17. Backend API Design for AI Models (Design)
Scenario: How should we expose our AI models (anomaly detection, prediction) via REST APIs?

Tasks: Design a REST API structure. Consider: What endpoints are needed? How should inputs (features) and outputs (predictions, explanations) be structured (JSON)? How should we handle asynchronous predictions for long-running models? How would you version these AI-specific APIs?

**1. Core Design Principles:**
* Resource-Oriented: The API is structured around resources (the predictions and anomaly detection jobs).
* Stateless: Each request from a client contains all the information needed for the server to fulfill it + No client context is stored on the server between requests.
* HTTP Methods: We will use standard HTTP verbs (GET, POST) and status codes (200 OK, 202 Accepted, 400 Bad Request, etc.) to indicate request outcomes.
* JSON for Data Exchange: All request and response bodies will use JSON for its readability and broad support.
* Clear Separation of Sync & Async: The API provides distinct patterns for quick, real-time predictions and for long-running, asynchronous jobs.

**2. API Versioning:**
Crucial for iterating on our API structure without breaking client implementations.

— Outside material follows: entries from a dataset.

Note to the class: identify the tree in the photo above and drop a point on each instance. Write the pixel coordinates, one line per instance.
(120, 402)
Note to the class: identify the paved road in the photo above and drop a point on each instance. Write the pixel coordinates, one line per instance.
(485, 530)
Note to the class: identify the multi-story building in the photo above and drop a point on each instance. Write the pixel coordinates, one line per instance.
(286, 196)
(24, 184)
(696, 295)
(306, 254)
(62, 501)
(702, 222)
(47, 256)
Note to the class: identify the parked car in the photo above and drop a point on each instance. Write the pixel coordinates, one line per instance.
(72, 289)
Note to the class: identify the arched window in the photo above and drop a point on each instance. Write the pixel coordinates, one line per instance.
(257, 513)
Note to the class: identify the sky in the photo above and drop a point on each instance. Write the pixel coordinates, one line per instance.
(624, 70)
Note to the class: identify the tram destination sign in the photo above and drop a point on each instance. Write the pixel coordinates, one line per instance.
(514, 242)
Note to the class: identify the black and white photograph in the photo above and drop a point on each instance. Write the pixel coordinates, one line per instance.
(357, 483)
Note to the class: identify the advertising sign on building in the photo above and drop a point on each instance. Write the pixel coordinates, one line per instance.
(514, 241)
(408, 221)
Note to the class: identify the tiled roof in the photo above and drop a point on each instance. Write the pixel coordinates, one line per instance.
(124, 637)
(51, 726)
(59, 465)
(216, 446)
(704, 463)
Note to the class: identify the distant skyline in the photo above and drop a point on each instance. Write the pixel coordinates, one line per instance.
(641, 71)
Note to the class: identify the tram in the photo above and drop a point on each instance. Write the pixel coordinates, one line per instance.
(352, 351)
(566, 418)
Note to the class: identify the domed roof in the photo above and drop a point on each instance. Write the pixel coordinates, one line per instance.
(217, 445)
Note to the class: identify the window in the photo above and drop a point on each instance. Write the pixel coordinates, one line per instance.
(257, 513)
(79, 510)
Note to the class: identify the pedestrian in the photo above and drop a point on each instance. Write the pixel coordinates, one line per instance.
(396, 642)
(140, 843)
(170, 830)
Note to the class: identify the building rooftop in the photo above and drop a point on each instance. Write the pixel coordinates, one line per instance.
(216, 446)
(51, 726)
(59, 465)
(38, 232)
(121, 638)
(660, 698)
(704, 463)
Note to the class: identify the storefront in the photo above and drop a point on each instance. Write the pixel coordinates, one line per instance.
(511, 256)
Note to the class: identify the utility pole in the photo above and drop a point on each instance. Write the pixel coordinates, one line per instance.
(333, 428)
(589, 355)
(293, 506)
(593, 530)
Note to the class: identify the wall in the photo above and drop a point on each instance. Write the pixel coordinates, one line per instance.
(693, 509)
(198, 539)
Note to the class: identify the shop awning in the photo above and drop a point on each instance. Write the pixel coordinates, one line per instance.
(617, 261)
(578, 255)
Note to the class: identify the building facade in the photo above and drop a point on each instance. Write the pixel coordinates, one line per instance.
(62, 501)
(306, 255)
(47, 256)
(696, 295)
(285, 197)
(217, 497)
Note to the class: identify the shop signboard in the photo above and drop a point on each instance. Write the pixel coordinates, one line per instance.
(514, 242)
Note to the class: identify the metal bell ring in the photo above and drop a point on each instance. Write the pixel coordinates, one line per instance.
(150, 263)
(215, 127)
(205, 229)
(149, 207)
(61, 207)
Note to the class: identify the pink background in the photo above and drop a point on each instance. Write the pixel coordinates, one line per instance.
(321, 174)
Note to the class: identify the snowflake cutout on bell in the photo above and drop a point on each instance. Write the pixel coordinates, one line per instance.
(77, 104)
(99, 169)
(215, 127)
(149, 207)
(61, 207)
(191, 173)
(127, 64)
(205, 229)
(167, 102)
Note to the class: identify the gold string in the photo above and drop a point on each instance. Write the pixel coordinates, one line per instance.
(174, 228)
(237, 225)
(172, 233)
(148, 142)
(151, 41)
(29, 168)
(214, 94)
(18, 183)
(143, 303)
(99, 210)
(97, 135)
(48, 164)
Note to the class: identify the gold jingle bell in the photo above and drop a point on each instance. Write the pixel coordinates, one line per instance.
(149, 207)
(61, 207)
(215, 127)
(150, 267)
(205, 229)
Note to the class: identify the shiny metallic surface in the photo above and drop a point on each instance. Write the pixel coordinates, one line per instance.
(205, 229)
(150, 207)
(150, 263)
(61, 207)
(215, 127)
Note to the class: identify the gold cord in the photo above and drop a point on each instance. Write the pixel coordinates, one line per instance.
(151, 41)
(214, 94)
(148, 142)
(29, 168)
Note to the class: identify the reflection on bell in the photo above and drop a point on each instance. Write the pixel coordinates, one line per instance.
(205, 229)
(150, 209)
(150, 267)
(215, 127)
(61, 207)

We will use **URI path versioning**: /api/v1/..., /api/v2/...

**3. Authentication:**
It is primordial to secure our API. I suggest using standars approaches like JWT and API Keys: The client sends a unique key in the request headers Authorization.

**4. Endpoint Design: Prediction Model:**
Like asked, we need 2 endpoints for preditions: one for synchronous (real-time) requests and one for asynchronous (batch/long-running) jobs.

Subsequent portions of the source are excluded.